New York Mets
- Third baseman
- Born: November 4, 2002 (age 23) Mooresville, North Carolina, U.S.
- Bats: RightThrows: Right
- Stats at Baseball Reference

Career highlights and awards
- College World Series champion (2024);

= Billy Amick =

American baseball player (born 2002)

William Lyndon Amick (born November 4, 2002) is an American professional baseball third baseman in the New York Mets organization. He played college baseball for the Tennessee Volunteers and Clemson Tigers.

==Amateur career==
Amick attended P27 Academy in Lexington, South Carolina. He committed to Clemson University to play college baseball.

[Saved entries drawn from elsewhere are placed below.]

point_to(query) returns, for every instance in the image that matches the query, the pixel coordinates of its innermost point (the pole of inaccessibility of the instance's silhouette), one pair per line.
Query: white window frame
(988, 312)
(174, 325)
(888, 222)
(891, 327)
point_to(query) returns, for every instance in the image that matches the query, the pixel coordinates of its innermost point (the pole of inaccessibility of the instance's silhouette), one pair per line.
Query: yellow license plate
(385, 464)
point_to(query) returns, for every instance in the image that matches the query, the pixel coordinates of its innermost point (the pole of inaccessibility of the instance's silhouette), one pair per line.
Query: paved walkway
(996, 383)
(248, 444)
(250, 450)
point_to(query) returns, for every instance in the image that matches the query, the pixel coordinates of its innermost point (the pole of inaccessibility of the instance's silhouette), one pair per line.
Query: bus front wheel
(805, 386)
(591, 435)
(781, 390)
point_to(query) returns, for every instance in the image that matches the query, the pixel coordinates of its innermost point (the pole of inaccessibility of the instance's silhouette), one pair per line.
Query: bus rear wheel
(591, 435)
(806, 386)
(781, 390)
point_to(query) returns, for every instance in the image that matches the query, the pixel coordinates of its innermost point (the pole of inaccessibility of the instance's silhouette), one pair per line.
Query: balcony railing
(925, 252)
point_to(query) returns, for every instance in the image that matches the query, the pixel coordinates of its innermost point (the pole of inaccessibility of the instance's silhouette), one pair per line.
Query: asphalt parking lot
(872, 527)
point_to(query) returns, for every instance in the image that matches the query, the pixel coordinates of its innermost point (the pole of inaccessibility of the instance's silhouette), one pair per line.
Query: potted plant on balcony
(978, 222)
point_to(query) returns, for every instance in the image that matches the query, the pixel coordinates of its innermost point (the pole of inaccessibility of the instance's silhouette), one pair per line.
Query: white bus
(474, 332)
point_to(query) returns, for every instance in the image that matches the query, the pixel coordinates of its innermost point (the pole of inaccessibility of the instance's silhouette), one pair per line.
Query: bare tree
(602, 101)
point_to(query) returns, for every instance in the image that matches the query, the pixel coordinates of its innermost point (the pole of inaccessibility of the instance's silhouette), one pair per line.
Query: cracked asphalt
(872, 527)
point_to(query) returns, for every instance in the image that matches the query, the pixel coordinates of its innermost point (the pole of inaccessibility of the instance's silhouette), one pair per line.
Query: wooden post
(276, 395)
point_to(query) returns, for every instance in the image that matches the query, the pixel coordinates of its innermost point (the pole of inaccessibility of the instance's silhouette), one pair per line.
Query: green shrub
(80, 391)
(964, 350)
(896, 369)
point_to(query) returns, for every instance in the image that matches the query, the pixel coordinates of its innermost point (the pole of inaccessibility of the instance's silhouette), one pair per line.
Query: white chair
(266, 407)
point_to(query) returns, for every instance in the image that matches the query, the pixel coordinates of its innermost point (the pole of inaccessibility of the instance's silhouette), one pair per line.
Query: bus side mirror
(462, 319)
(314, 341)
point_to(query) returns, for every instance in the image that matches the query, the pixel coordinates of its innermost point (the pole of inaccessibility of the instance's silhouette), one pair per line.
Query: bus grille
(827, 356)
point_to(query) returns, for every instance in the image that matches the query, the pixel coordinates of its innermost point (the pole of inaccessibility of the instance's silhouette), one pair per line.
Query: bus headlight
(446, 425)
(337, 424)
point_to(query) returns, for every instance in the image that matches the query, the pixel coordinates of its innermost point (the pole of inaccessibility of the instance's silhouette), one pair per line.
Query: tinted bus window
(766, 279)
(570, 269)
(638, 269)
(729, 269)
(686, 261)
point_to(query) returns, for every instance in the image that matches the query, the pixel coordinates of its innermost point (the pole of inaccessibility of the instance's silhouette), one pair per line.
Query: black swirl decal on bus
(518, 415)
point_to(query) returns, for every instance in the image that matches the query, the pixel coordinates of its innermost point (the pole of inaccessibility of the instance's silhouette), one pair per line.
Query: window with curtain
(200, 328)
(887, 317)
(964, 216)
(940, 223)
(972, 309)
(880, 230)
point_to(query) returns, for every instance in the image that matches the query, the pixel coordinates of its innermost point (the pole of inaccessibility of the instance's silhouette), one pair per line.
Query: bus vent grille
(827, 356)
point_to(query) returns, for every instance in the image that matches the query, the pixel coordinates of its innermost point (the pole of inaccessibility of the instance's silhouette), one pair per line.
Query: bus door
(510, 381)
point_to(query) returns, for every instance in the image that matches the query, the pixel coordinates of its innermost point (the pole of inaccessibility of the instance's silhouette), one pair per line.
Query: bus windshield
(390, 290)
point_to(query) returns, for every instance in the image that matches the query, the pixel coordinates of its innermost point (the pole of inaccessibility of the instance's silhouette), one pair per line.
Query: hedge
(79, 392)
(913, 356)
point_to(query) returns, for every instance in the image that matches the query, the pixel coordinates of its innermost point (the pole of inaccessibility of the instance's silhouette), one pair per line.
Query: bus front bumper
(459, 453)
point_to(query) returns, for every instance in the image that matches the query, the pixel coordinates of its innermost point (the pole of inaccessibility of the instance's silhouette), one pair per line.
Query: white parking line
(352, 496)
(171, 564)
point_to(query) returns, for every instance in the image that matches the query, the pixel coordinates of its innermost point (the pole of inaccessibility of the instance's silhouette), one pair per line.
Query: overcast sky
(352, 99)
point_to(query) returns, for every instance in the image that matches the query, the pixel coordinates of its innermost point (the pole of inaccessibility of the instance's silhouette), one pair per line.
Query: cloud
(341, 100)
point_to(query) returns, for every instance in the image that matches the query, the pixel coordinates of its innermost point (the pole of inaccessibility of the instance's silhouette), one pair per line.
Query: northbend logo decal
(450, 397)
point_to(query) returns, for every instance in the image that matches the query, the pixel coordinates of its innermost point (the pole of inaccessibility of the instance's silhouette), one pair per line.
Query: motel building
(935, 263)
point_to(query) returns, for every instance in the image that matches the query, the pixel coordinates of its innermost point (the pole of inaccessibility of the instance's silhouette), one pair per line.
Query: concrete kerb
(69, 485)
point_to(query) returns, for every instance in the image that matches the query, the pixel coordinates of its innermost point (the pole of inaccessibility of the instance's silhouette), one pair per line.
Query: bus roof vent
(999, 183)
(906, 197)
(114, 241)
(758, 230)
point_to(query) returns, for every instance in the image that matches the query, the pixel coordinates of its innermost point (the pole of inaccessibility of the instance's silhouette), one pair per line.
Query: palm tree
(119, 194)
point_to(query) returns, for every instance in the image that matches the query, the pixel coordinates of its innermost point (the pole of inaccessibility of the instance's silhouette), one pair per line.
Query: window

As a freshman at Clemson in 2022, Amick played in nine games and hit .105 over 19 at-bats. As a sophomore in 2023, he played in 46 games, hitting .413/.464/.773 with 13 home runs and 63 runs batted in (RBI) over 167 at-bats. After the 2023 season, he played collegiate summer baseball with the Hyannis Harbor Hawks of the Cape Cod Baseball League.

Prior to his junior season in 2024, Amick entered the transfer portal and transferred to the University of Tennessee. He entered the season as one of the top prospects for the 2024 Major League Baseball draft, and was the starting third baseman for the Tennessee team that won the 2024 Men's College World Series.

==Professional career==
Amick was drafted by the Minnesota Twins in the 2nd round, with the 60th overall selection, of the 2024 Major League Baseball draft. On July 24, 2024, Amick signed with the Twins on a $1.45 million contract.

On July 31, 2026, Amick and infielder Bruin Agbayani were traded to the New York Mets in exchange for pitcher A. J. Minter.

==Personal life==
Amick is the son of former NASCAR driver Lyndon Amick.